For the first time in the better part of a decade, I'm tech lead on a new project for my current employer. For the intervening years I've been working for other employers, other projects.... I wasn't slacking, honest!
Anyways, it gives me a perfect opportunity to compare and contrast the organization of 10 years ago with today.
Holy Cow! It takes them way to long to start up a project. They spend too long deciding what to do, and not enough time actually doing it. Of course, this is all in the name of "risk mitigation".
I'm finding it both extremely frustrating and hilarious. It makes me want to throw things. The company is going to spend well over 30k to make sure that the 150k they spend on the project is a success. Even before writing the SRS. They are going to spend 30k writing a Product Concept Document, Project Definition Workshops, Project Initiation Gate Meeting, and a Product Scoping Document with estimates. I'm even willing to bet that I am underestimating how much they've spent on this.
The funny thing? All that work will be thrown out as soon as the SRS is written.
The next shock was the testing cost. For every day of development, there is a day of testing, more risk mitigation. Then there's another day added for "overhead". So, that small 100 day project? It's actually 300 days.
So, I looked at it from a math point of view. First the project budget:
- Pre-SRS work - 45k
- SRS - 45k
- Development effort - 100k
- Testing effort - 100k
- Management overhead - 100k
Risk of complete failure: 10%
Even worse, the calendar time and effort are unrelated. The calendar time for steps 1+2, 3, 4 are all the same.
Now, let's have a look at a riskier way of doing it:
- Pre-SRS work - 15k
- SRS - 7k
- Development effort - 75k
- Testing effort - 50k
- Management overhead - 50k
Risk of complete failure: 50%
We've gotten rid of all of the risk mitigation. Not only that, we've shrunk the time in steps 1+2 by 75%! That's a huge time to market win.
Let's see if the risk reward makes sense.The cost of a failure is 50% (odds of failure) * the cost of the project:
Risky Way: 197k * 0.5 = 95k Safe Way: 390k * 0.1 = 39k
Therefore, the amortized cost of a project using the:
Risky Way: 197k + 95k = 292k Safe Way: 390k + 39k = 429k
What failure rate would be needed to justify the extra cost? 70%? 80%? 90%? To justify the extra money spent (assuming 0% the safe way), the failure rate would have to be:
390k - 197k ----------- = 97% 197k
Failure is the cost of total failure, as in the project has to be thrown away and started over.
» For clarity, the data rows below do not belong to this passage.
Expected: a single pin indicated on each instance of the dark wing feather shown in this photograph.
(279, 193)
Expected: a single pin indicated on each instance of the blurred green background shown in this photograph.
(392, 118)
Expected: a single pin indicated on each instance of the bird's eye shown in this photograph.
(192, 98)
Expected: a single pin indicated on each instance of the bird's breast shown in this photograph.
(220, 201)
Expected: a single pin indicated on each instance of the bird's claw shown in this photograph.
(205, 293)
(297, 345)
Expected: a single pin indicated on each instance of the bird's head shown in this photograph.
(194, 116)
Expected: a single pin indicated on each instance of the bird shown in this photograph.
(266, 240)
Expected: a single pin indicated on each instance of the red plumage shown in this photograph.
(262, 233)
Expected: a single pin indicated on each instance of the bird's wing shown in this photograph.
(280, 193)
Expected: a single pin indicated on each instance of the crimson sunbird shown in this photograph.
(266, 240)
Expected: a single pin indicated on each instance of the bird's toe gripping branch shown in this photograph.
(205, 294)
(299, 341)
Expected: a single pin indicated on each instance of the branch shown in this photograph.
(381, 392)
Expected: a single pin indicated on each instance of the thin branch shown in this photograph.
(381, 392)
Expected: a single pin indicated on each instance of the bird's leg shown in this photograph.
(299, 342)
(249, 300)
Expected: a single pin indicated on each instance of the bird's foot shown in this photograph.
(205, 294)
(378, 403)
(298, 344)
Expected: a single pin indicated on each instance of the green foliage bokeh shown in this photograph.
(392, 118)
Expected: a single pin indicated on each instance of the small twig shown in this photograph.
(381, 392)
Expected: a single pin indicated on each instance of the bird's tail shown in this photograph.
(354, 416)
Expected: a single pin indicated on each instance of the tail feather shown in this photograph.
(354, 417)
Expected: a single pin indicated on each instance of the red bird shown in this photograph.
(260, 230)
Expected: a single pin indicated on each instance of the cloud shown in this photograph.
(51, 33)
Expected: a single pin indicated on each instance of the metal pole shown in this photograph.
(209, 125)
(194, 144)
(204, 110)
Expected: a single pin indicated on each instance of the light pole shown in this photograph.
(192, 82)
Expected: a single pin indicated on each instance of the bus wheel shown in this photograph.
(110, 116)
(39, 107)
Add in the time to market benefits (on the order of 30% for these assumptions), and it starts to look pretty convincing.
Everyone wonders why so many businesses are CMM level 0/1. Have you considered that they might actually be right?
Ultimately, products and businesses (and projects) are in a Darwinian evolution.
You've said it - why are so many businesses CMM 1/0? Are they winning out or not?
CMM 4/5 is a compelling meme I guess.
Maybe there is actually a way to find a balance.